А если он зачахнет от неволи,

поплакав о несчастной вдовьей доле,

ищи себе другого дурака.

Губы Ильгет сложились в вежливую резиновую улыбочку. Зал снова взорвался овацией и смехом (хотя и неясно было, над чем, собственно, смеяться). Мариэл не смеялся и не аплодировал. Он разлил вино по бокалам.

— Можно, я у тебя сыра возьму?

— Ой, конечно! — Ильгет подвинула ему тарелку, — чего ж я не подумала?

— Такое дело надо запить, — сказал Мариэл озабоченно. Хлопнули еще по бокалу.
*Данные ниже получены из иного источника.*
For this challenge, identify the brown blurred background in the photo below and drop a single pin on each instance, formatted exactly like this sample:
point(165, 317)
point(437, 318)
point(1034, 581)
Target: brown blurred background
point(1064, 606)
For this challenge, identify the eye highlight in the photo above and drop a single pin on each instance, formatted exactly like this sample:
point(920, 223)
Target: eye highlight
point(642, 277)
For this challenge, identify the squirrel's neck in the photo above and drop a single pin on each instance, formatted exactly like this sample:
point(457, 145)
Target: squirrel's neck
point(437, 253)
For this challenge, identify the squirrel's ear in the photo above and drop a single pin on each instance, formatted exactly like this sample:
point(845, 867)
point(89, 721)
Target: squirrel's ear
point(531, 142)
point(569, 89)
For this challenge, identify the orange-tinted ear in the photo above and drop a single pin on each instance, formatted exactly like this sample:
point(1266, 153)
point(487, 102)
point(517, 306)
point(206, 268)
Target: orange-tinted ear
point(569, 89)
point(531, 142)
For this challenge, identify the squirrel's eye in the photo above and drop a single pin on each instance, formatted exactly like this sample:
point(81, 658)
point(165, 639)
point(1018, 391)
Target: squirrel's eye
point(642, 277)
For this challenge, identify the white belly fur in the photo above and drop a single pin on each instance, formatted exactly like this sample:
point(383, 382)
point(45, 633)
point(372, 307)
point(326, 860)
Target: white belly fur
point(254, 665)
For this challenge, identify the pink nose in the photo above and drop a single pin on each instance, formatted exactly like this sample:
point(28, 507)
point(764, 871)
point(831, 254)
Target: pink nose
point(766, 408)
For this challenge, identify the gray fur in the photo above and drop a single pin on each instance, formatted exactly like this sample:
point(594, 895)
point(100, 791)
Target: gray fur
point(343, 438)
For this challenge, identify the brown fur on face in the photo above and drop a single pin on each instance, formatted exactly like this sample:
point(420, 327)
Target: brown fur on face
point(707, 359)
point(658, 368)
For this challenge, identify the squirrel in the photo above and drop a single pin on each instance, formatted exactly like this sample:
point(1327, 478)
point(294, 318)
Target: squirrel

— Что-то я как альфонс пью за женский счет. Сейчас закажу. Еще ву или что-нибудь другое хочешь?

— Можно еще ву, — сказала Ильгет. С Мариэлом она чувствовала себя уютно. Так, будто рядом был Иост или Гэсс. Словом, брат. Ее неприятно резануло прочитанное стихотворение. Непонятно даже — чем. И вроде бы читала она что-то подобное, работая в СИ — но там, дома, как объект анализа — все это не волновало. А здесь эти стихи вызвали такое бурное одобрение зала. Такое чувство, что этот несчастный гениальный поэт — местная культовая фигура...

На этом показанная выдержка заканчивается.